The ground-level ozone or smog that forms when VOCs react with nitrogen oxide (NOx) gases in the presence of sunlight and hot weather also create health effects. Breathing ozone can cause chest pain, throat irritation, coughing, and congestion as well as worsen asthma, bronchitis, and emphysema. Studies have also shown damage to lung tissue from ozone that may take several days after exposure for total recovery.

Additionally, lung tissue may be permanently scarred from repeated exposure. Children and adults who are active outside, people with unusual susceptibility to ozone as well as those with asthma or other respiratory diseases are at risk from ground-level ozone.

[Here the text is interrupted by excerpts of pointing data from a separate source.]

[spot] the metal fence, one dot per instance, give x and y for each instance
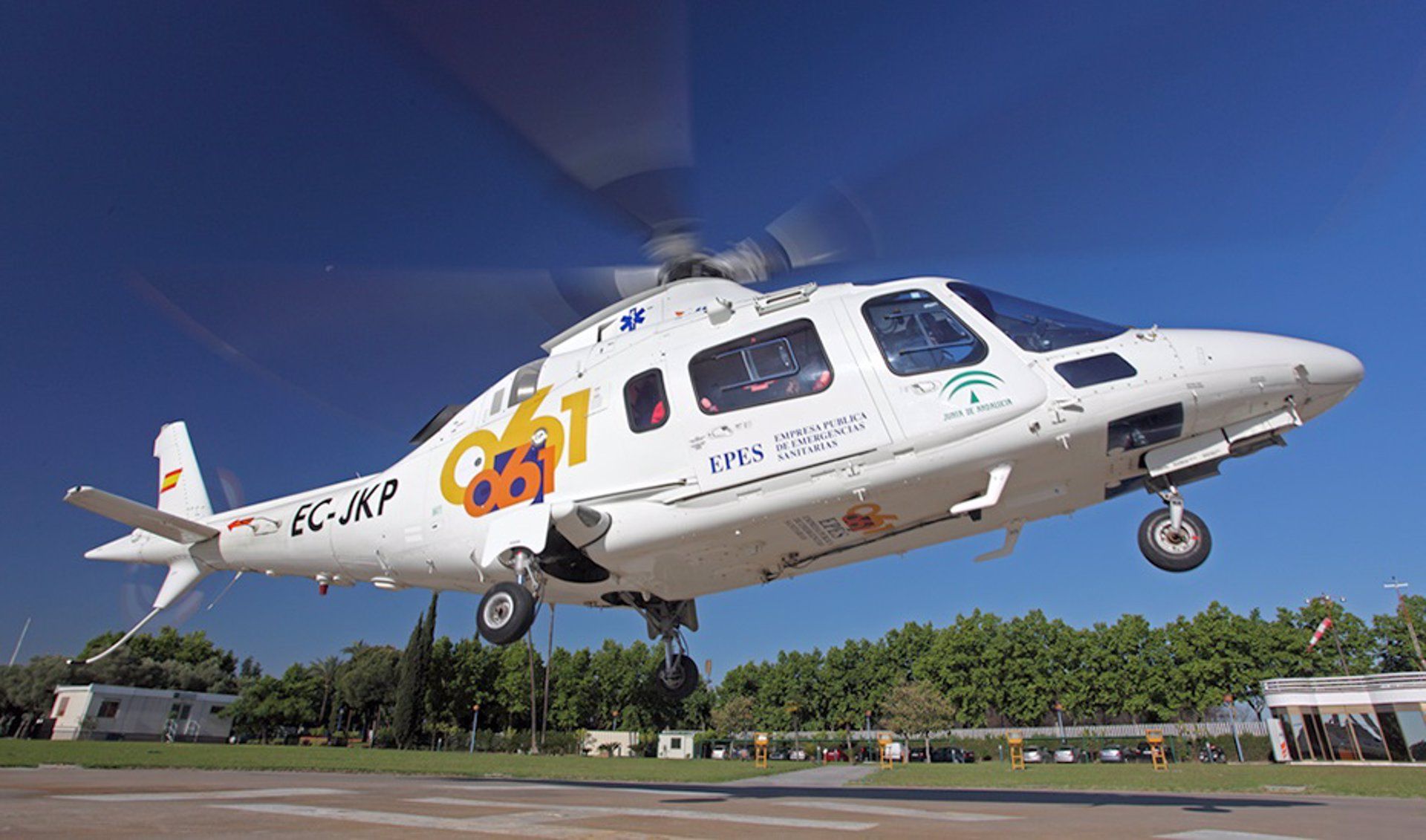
(1116, 731)
(1124, 731)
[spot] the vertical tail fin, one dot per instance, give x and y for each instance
(180, 482)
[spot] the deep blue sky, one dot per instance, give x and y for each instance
(1238, 166)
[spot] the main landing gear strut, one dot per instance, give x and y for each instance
(508, 609)
(677, 675)
(1174, 539)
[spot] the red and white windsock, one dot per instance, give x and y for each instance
(1322, 629)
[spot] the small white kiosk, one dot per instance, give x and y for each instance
(677, 743)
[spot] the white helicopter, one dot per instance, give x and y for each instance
(697, 435)
(700, 437)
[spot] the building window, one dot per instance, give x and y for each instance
(645, 401)
(781, 362)
(917, 334)
(1413, 731)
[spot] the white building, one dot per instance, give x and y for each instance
(677, 745)
(618, 742)
(1350, 717)
(99, 712)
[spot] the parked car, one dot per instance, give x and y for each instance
(951, 756)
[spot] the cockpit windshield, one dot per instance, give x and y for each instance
(1034, 327)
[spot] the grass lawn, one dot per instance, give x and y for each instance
(1345, 781)
(27, 753)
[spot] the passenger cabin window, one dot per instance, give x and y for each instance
(1095, 370)
(781, 362)
(917, 334)
(645, 401)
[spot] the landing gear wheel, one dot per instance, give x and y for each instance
(677, 682)
(1181, 550)
(507, 613)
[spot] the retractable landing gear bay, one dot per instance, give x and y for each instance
(508, 609)
(1174, 539)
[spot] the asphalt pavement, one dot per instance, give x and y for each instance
(71, 802)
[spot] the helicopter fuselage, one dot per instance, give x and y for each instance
(706, 437)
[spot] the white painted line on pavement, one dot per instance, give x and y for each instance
(575, 786)
(1217, 835)
(527, 824)
(498, 786)
(203, 795)
(882, 810)
(588, 810)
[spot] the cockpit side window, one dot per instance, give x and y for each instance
(917, 334)
(1034, 327)
(645, 401)
(525, 382)
(770, 365)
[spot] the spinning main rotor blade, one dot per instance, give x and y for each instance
(601, 89)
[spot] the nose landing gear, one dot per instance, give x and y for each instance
(1174, 539)
(508, 609)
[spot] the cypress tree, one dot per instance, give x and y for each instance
(411, 688)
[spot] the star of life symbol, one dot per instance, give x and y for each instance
(632, 320)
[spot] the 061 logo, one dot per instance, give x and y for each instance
(521, 464)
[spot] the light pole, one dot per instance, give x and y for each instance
(1401, 607)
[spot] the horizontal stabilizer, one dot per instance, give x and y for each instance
(143, 517)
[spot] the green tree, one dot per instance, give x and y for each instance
(1395, 646)
(735, 716)
(367, 683)
(916, 711)
(412, 682)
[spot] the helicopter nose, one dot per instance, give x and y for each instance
(1331, 368)
(1251, 373)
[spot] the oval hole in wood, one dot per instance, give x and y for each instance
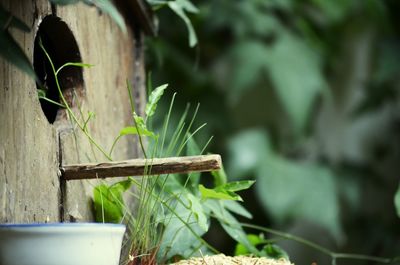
(62, 48)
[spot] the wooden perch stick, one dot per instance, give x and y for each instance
(138, 167)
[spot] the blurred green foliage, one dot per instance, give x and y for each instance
(302, 96)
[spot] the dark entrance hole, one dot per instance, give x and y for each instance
(62, 48)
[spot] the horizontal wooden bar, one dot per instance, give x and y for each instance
(142, 167)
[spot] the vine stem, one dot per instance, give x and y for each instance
(332, 254)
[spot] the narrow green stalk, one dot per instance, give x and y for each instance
(321, 249)
(128, 84)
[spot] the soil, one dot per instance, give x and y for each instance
(238, 260)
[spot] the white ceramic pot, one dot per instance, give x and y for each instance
(61, 244)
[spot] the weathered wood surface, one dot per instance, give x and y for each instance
(29, 189)
(31, 149)
(142, 167)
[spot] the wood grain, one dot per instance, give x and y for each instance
(141, 167)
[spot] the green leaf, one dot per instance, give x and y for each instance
(294, 191)
(193, 149)
(229, 223)
(220, 177)
(397, 201)
(247, 150)
(179, 8)
(237, 208)
(10, 50)
(140, 128)
(153, 100)
(241, 249)
(108, 202)
(274, 252)
(177, 231)
(215, 194)
(188, 6)
(236, 185)
(197, 209)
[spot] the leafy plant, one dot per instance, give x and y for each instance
(180, 8)
(9, 48)
(12, 52)
(172, 208)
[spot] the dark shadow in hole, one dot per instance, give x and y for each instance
(61, 46)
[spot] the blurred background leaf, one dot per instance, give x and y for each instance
(302, 96)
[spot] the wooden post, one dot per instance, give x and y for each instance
(142, 167)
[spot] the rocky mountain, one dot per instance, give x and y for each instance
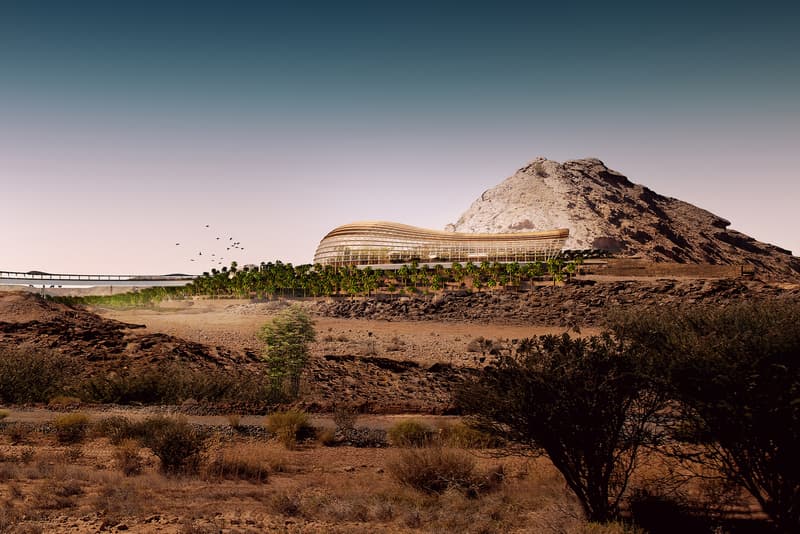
(605, 210)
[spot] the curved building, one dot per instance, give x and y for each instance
(379, 243)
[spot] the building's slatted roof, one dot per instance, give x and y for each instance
(413, 232)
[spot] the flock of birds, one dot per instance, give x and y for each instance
(211, 257)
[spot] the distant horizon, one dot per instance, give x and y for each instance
(129, 127)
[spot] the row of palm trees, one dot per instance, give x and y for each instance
(287, 280)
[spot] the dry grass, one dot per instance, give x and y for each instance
(411, 433)
(290, 427)
(248, 485)
(71, 428)
(244, 462)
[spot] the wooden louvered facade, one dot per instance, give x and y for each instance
(378, 243)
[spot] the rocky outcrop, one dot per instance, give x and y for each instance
(603, 209)
(586, 303)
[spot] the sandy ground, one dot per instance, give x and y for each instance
(235, 324)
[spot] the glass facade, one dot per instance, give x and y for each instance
(381, 243)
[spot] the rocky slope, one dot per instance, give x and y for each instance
(603, 209)
(94, 346)
(586, 303)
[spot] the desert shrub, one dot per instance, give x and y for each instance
(71, 428)
(735, 373)
(28, 376)
(462, 436)
(436, 469)
(290, 427)
(286, 338)
(57, 494)
(175, 442)
(174, 384)
(73, 454)
(327, 436)
(240, 464)
(288, 504)
(128, 457)
(63, 402)
(589, 403)
(17, 433)
(27, 454)
(344, 417)
(411, 433)
(116, 428)
(364, 437)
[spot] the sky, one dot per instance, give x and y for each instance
(128, 126)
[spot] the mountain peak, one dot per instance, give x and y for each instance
(603, 209)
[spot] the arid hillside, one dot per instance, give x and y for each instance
(603, 209)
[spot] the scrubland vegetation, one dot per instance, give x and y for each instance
(286, 280)
(681, 416)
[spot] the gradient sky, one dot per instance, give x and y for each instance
(127, 126)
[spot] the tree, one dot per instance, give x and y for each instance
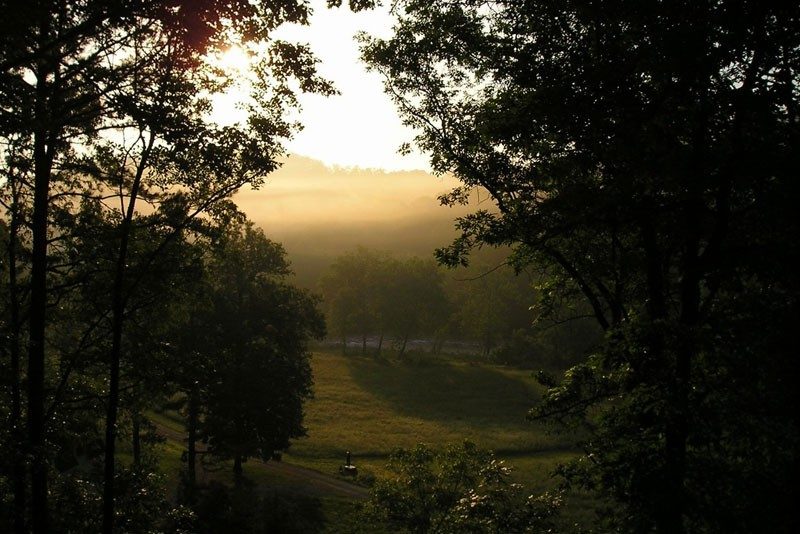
(457, 489)
(109, 97)
(414, 301)
(640, 154)
(354, 288)
(255, 336)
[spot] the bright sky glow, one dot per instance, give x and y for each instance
(359, 127)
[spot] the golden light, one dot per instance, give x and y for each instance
(234, 60)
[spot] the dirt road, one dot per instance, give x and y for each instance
(288, 477)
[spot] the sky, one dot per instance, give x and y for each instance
(359, 127)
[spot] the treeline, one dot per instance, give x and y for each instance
(128, 277)
(486, 308)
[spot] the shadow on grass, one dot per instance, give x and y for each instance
(222, 508)
(447, 391)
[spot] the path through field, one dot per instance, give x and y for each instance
(284, 477)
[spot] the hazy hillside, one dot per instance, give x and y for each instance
(318, 212)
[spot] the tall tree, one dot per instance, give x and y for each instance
(103, 97)
(255, 334)
(641, 153)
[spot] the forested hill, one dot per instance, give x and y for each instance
(317, 212)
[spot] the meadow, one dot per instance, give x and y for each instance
(372, 406)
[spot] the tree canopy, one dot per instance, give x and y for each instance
(643, 155)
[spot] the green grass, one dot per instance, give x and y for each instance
(370, 407)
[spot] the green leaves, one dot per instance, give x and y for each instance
(458, 489)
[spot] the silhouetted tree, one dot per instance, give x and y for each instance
(643, 155)
(254, 339)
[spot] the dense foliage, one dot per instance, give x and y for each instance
(113, 177)
(458, 489)
(644, 155)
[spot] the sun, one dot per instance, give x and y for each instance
(234, 60)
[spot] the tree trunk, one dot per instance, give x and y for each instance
(136, 439)
(118, 299)
(237, 471)
(403, 346)
(43, 163)
(15, 415)
(191, 463)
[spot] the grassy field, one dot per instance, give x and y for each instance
(370, 407)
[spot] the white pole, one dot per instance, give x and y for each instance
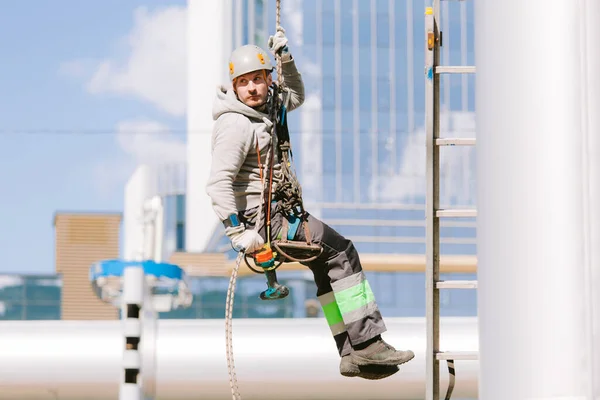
(532, 246)
(209, 45)
(591, 17)
(133, 299)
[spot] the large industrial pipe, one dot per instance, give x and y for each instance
(274, 359)
(536, 202)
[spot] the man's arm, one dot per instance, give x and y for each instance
(231, 142)
(291, 77)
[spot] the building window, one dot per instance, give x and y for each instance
(180, 236)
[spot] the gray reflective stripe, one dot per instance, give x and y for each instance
(348, 282)
(360, 313)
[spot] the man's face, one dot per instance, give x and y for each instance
(252, 88)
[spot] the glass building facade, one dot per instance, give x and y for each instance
(359, 138)
(359, 144)
(37, 297)
(360, 135)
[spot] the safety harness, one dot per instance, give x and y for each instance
(285, 195)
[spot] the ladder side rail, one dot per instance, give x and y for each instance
(432, 96)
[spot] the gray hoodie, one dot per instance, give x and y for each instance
(234, 183)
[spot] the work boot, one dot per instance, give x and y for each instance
(378, 352)
(371, 372)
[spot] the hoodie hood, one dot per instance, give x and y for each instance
(226, 101)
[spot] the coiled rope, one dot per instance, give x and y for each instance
(235, 393)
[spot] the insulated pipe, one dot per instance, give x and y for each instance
(533, 235)
(274, 359)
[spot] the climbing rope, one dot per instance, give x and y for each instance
(235, 393)
(278, 57)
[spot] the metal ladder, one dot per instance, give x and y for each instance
(433, 213)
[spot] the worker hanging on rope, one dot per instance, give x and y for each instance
(246, 159)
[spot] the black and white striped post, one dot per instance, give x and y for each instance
(134, 294)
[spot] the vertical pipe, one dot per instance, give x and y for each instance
(132, 300)
(590, 19)
(432, 298)
(531, 239)
(205, 36)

When considering air flow in a space to be painted, don’t count on your air conditioning or heating system to remove contaminants, as most systems only recirculate air. Bringing in fresh air and moving paint vapors out is particularly important for those who live in apartments or condominiums. Vapors can move across common walls, ceilings and floors, through electric outlets, and spaces around pipes. A few safety precautions, taken when using any kind of paint, will minimize exposure to VOCs:

  • Plan your painting project for dry spells in the spring or fall when you can leave windows open while painting and for two to three days after as paint continues to off-gas.
  • Take fresh air breaks often as you work.
  • Use window-mounted box fans to vent vapors out the window or place a fan (set at moderate speed) in the doorway of the room being painted, blowing into the room.
  • Never use exterior paints in inside spaces.
  • Start painting near the window farthest from the fan with windows open and move toward the fan, finishing that area last.
  • If you don’t have fans, make sure the area is cross ventilated to allow air to flow through.
  • With oil-based paints, simple dust mask will not protect against solvent vapors; use a respirator labeled NIOSH/MSHA Approved for Organic Vapors.

Glossary

  • ground-level ozone: The main component of smog, ground-level ozone is formed when volatile organic compounds (VOCs) react chemically with nitrogen oxides (NOx) when it is sunny and hot outside. Many urban areas have high levels of this summertime pollutant but rural areas can have increased ozone levels too as wind can carry ground-level ozone hundreds of miles from where it originates.
  • nitrogen oxide (NOx): A group of highly reactive colorless, odorless gases that form when fuel is burned at high temperatures. The most common man-made sources of NOx are motor vehicles, electric utilities, and other industrial, commercial and residential sources that burn fuels.
  • volatile organic compounds (VOCs): Organic solvents that easily evaporate into the air. VOCs are emitted by thousands of products including paints, cleaning supplies, pesticides, building materials and furnishings and they may cause immediate and long-term health problems.